5 devops practices to improve application reliability

How to use monitoring and observability to resolve application performance problems before they impact users and the business.

5 devops practices to improve application reliability
Gremlin / Getty Images

When developers deploy a new release of an application or microservice to production, how does IT operations know whether it performs outside of defined service levels? Can they proactively recognize that there are issues and address them before they turn into business-impacting incidents?

And when incidents impact performance, stability, and reliability, can they quickly determine the root cause and resolve issues with minimal business impact? 

Taking this one step further, can IT ops automate some of the tasks used to respond to these conditions rather than having someone in IT support perform the remediation steps?

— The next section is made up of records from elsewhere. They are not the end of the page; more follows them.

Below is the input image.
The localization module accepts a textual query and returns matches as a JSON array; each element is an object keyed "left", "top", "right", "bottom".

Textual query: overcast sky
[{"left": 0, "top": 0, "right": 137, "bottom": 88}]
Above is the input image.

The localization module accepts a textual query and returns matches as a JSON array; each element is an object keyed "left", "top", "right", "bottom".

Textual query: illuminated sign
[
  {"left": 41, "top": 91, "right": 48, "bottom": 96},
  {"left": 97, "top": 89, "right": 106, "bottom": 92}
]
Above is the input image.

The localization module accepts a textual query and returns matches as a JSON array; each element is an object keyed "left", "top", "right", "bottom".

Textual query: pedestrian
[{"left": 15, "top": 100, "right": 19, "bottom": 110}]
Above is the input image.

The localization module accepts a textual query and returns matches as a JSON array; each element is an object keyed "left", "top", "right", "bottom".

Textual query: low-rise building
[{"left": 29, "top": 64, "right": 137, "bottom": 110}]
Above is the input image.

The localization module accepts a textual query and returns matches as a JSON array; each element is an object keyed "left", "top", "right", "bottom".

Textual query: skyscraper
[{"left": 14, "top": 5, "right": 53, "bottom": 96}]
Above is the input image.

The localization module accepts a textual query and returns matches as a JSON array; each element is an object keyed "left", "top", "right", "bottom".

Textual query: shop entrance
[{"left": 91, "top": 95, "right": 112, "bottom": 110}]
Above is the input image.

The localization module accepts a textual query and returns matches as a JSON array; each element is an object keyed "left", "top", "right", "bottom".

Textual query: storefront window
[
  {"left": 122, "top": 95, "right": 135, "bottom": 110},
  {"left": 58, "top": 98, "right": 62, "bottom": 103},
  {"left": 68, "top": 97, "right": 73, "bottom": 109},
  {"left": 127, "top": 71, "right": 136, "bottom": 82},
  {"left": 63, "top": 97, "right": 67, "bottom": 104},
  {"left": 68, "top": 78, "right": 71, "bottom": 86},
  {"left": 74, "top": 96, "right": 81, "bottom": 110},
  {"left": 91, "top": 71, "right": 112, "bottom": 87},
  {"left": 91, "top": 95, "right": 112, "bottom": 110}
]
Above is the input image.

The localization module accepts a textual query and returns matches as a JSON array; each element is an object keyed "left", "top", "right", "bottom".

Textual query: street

And what about the data management and analytics services that run on public and private clouds? How does IT ops receive alerts, review incident details, and resolve issues from data integrations, dataops, data lakes, etc., as well as the machine learning models and data visualizations that data scientists deploy? 

These are key questions for IT leaders deploying more applications and analytics as part of digital transformations. Furthermore, as devops teams enable more frequent deployments using CI/CD and infrastructure as code (IaC) automations, the likelihood that changes will cause disruptions increases.

What should developers, data scientists, data engineers, and IT operations do to improve reliability? Should they monitor applications or increase their observability? Are monitoring and observability two competing implementations, or can they be deployed together to improve reliability and shorten the mean time to resolve (MTTR) incidents?

I asked several technology partners who help IT develop applications and support them in production for their perspectives on monitoring, observability, AIops, and automation. Their responses suggest five practice areas to focus on to improve operational reliability.  

Develop one source of operational truth between developers and operations

Over the last decade, IT has been trying to close the gap between developers and operations in terms of mindsets, objectives, responsibilities, and tooling. Devops culture and process changes are at the heart of this transformation, and many organizations begin this journey by implementing CI/CD pipelines and IaC.

Agreement on which methodologies, data, reports, and tools to use is a key step toward aligning application development and operations teams in support of application performance and reliability.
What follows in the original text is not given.